There is a further reason for deciding that tribunal error may be presented for appellate consideration after trial and a judgment for the defendant. Were it otherwise, plaintiffs would feel compelled always to take a separate appeal from adverse tribunal decisions, delaying consideration of the merits and, in some instances, producing two appeals in one case: first an appeal from the tribunal decision; second an appeal from the judgment after trial. Some of those tribunal error appeals, if deferred, would be mooted when plaintiffs had a favorable result in court. The defendant argues the point that a physician, after being put to the expense of trial and winning, ought not to be put to further expense to collect the proceeds of the bond which, in the run of cases, will only pay a fraction of the defense costs. The burden of that expense falls on a plaintiff as well, and one would suppose for that reason there will be comparatively few posttrial appeals of a tribunal decision.
The correctness of the tribunal's decision is open in this case.
2. Correctness of the tribunal's decision. Under the directed verdict standard, we examine the evidence indulgently in favor of the plaintiff. Kilmartin v. Lowell Gen. Hosp., 23 Mass. App. Ct. at 902. Booth v. Silva, 36 Mass. App. Ct. 16 , 23 (1994). The plaintiffs' case before the tribunal rested on an opinion of Marshall Klavan, M.D., who, as noted earlier in this opinion, identified the failure to do a scalp ph test and to take measures to accelerate the birth of Michelle by prompt Caesarean section, thus, subjecting the baby to prolonged hypoxia. That opinion rested on an assumption that the baby had suffered from hypoxia during the birth process, and that the oxygen deprivation accounted for neurological deficits the child later manifested.
Yet the hospital history records delivery of a normally functioning child, without any manifestations of hypoxia. Dr. Klavan's opinion is based on an assumption of facts that have no roots in the evidence and fails at baseline to establish a causative connection between Dr. Casey's management of the birth and the unfortunate condition with which the child was later afflicted. Compare Booth v. Silva, 36 Mass. App. Ct. at 22. Neither Dr. Klavan (who was trained in obstetrics and gynecology), nor any other expert, such as a pediatrician or pediatric neurologist, offered any evidence about the likely connection between Michelle's difficulty, as manifested, and birth trauma.
The offer of proof was fatally deficient and the tribunal rightly found that the offer of proof was not sufficient to raise a legitimate question of liability appropriate for judicial inquiry. [Note 4] See Keppler v. Tufts, 38 Mass. App. Ct. 587 , 588-590 (1995). Compare Rahilly v.

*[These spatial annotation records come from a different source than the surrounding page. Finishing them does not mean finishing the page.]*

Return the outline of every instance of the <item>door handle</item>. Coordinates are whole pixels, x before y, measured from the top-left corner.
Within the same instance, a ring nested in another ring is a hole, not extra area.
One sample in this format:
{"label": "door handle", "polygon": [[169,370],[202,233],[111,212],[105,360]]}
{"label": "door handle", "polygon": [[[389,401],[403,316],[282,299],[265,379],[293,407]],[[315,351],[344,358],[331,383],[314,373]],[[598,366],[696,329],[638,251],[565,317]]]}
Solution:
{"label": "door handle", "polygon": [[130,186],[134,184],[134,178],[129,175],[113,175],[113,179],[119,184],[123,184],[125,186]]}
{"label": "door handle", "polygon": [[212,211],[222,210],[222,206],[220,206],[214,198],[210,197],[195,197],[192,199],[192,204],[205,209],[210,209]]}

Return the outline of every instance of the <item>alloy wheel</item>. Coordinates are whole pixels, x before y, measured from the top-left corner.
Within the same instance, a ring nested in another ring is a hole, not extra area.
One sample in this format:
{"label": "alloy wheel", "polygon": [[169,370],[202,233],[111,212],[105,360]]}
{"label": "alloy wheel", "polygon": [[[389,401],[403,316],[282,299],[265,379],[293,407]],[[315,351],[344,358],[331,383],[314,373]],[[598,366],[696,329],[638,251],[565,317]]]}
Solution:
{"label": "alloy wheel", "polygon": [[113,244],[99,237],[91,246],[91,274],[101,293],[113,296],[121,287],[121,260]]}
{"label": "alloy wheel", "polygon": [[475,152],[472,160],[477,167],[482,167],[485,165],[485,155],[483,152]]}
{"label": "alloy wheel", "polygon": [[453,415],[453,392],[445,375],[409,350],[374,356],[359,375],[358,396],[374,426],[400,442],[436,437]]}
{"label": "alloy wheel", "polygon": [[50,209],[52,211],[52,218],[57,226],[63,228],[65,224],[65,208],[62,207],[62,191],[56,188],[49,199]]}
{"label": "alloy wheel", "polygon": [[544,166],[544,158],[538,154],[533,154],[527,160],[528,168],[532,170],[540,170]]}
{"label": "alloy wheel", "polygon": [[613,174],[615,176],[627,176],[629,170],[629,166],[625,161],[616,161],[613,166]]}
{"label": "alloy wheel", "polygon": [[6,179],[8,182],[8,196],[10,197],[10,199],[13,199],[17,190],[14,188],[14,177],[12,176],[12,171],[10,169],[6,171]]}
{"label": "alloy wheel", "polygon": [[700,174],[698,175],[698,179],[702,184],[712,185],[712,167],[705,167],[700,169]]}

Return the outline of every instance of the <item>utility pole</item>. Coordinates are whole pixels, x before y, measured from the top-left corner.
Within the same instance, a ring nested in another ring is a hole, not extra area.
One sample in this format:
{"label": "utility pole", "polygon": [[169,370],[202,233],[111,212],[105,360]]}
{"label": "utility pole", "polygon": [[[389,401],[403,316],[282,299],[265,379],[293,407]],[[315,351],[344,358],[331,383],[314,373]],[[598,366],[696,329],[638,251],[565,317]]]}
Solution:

North Adams Regional Hosp., 36 Mass. App. Ct. 714 , 717-719 (1994).
The judgment is affirmed. The order for payment to the defendant on the bond is affirmed.

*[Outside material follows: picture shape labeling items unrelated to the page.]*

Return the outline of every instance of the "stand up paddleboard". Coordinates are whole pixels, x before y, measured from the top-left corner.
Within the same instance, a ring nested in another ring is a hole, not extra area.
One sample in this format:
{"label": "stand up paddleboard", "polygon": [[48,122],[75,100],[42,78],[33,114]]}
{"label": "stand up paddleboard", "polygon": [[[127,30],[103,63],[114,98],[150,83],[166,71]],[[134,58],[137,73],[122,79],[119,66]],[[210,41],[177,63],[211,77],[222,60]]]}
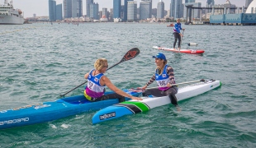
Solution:
{"label": "stand up paddleboard", "polygon": [[[221,82],[220,81],[209,80],[179,88],[175,95],[178,101],[180,101],[199,95],[220,86]],[[143,97],[142,99],[143,100],[141,101],[132,99],[107,107],[94,114],[92,117],[92,123],[95,124],[128,114],[149,111],[154,108],[171,104],[168,96],[153,96],[153,98]]]}
{"label": "stand up paddleboard", "polygon": [[159,50],[165,50],[165,51],[171,51],[174,53],[189,53],[189,54],[201,54],[205,51],[203,49],[171,49],[171,48],[166,48],[166,47],[159,47],[159,46],[153,46],[153,49],[156,49]]}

[Note 1] Karen LaFond, individually and as next friend, and Paul LaFond.
[Note 2] A judge of the superior court denied a motion for reconsideration of the defendant's motion to enforce payment of the tribunal bond. The parties stipulated to a stay of execution of the tribunal bond pending determination of this appeal.

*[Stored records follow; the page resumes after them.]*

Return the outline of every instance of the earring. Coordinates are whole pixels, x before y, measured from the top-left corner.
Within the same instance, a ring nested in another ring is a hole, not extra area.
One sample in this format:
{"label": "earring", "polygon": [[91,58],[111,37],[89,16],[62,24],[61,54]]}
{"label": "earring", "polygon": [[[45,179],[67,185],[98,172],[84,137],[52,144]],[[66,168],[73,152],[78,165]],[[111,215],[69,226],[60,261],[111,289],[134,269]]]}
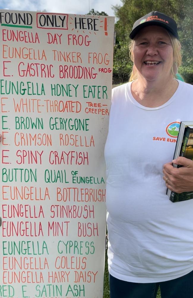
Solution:
{"label": "earring", "polygon": [[178,73],[178,66],[176,63],[174,63],[173,66],[173,71],[174,74],[177,74]]}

[Note 3] If an obstetrician is concerned that a baby in labor may be in distress - Michelle had exhibited a "nonassuring" sign by a decline in the heat to heat variability of the fetal heart - a test that can be performed, if the fetus is properly positioned, is to draw blood from the scalp and to test the blood for acid content. High acid content would indicate the baby's blood was insufficiently oxygenated.
[Note 4] Parenthetically, in his trial testimony, submitted as a supplementary appendix by the defendant, Dr. Klavan conceded that he had not consulted Michelle's pediatric records and that he, himself, could not speak professionally about the nature or cause of Michelle's condition. The defendant argues that if we are to have a late look at the tribunal's decision, then we should look with the aid of Dr. Klavan's later testimony. We are examining, however, what the tribunal decided and, without foreclosing the possibility that in some circumstances it might be appropriate to take a retrospective look, in this case we have not considered any material other than that offered to the tribunal.